Data 621

2. Load the dataset and save it to an object df which stands for dataframe

df <- read.csv("classification-output-data.csv")
head(df)

Confusion matrix using table() function

class <- df$class
prd_cls <- df$scored.class
table(prd_cls, class)

##        class
## prd_cls   0   1
##       0 119  30
##       1   5  27

It can be seen that there are 30+27 = 57 class labeled as 1 and 27 out of 57 are correctly predicted while 30 out of 57 are incorrectly predicted. Similarly 120 classes are labeled as 0 and 119 out of 120 are correctly predicted as 0 and 1 is incorrectly predicted as 1.

Take the variable class and scored.class from from the dataframe df

df_class <- df[, c("class", "scored.class")]
head(df_class)

Write a function that takes the dataset as a dataframe with actual and predicted class and and returns the classification error rate of the prediction.

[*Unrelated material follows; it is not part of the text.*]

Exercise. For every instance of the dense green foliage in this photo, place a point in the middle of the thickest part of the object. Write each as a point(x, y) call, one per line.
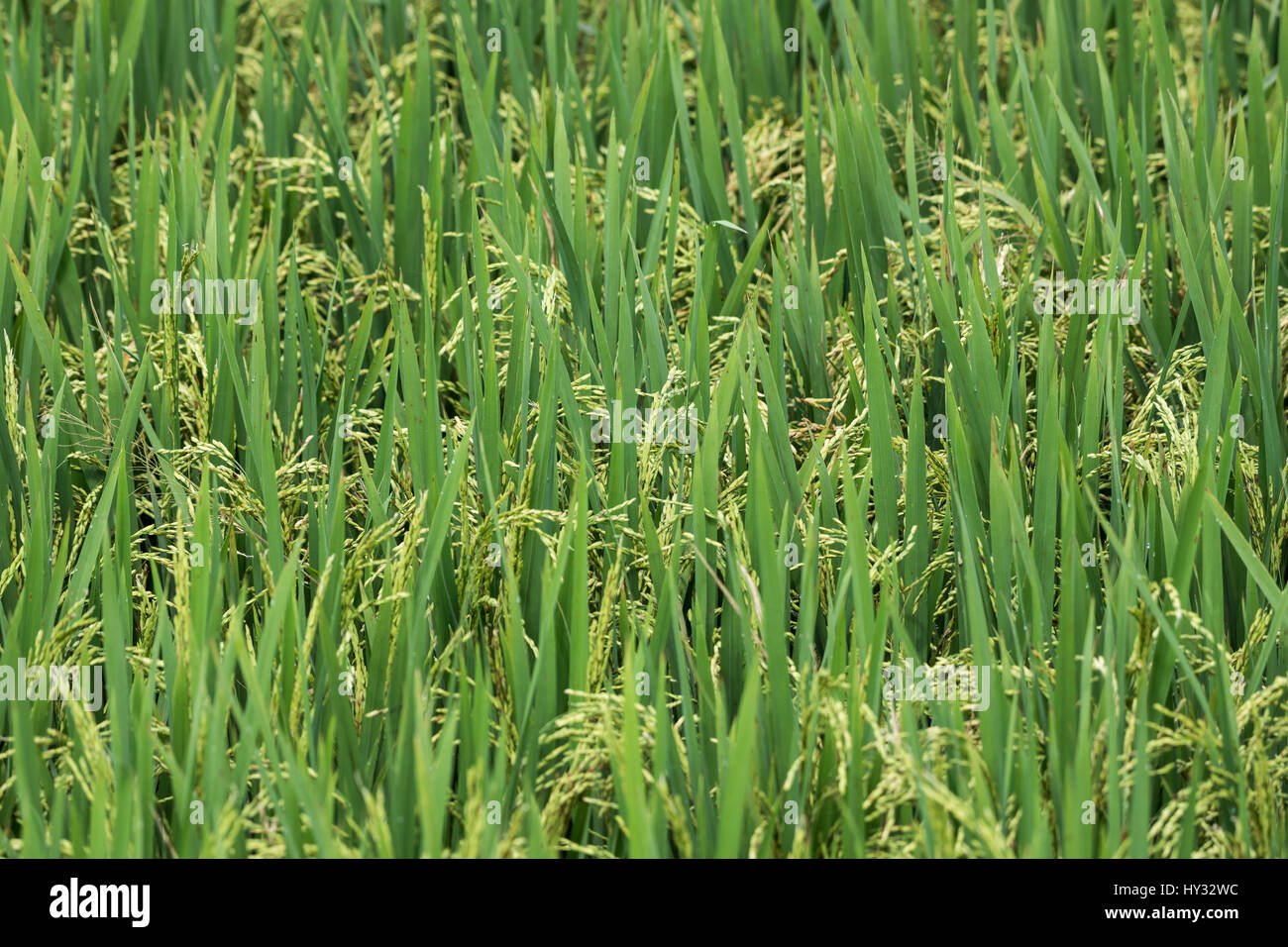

\[Accuracy = \frac{TP+TN}{TP+FP+TN+FN}\] Assuming 0 as positive and 1 as negative, we can write our function as follows:

pred_acc <- function(df){
  ## This function calculates the accuracy when dataframe supplied as input has only original class and predicted class. The first column should be original class and second column must be predicted class.
  tab = table(df[,1], df[,2])       # Creating the table of classes
  TP = tab[1, 1]                    # Taking True positive from the table 
  TN = tab[2, 2]                    # Taking True negative from the table 
  FP = tab[2, 1]                    # Taking False positive from the table 
  FN = tab[1, 2]                    # Taking False negative from the table 
  acc = (TP+TN)/(TP+TN+FP+FN)       # Calculation of accuracy using the formula provided      
  return(acc)                       # Return the value
}

pred_acc(df_class)

## [1] 0.8066298

It can be seen that the accuracy calculated by the function developed is 80.66% ## 4. Write a function that takes the dataset as a dataframe. with actual and predicted classifications identified, and returns the classification error rate of the predictions.

classErrorRate <- function(df){
  ## This function calculates the error rate when dataframe supplied as input has only original class and predicted class. The first column should be original class and second column must be predicted class.
  tab = table(df[,1], df[,2])      # Creating the table of classes
  TP = tab[1, 1]                    # Taking True positive from the table 
  TN = tab[2, 2]                    # Taking True negative from the table 
  FP = tab[2, 1]                    # Taking False positive from the table 
  FN = tab[1, 2]                    # Taking False negative from the table 
  err = (FP+FN)/(TP+TN+FP+FN)       # Calculation of error rate using the formula provided      
  return(err)                       # Return the error rate 
}

classErrorRate(df_class)

## [1] 0.1933702

Here the class error rate is 0.1934 or 19.34%

The sum of accuracy and the error rate:

pred_acc(df_class)+classErrorRate(df_class)

## [1] 1

It can be seen that the sum of error and accuracy is 1 which is verified.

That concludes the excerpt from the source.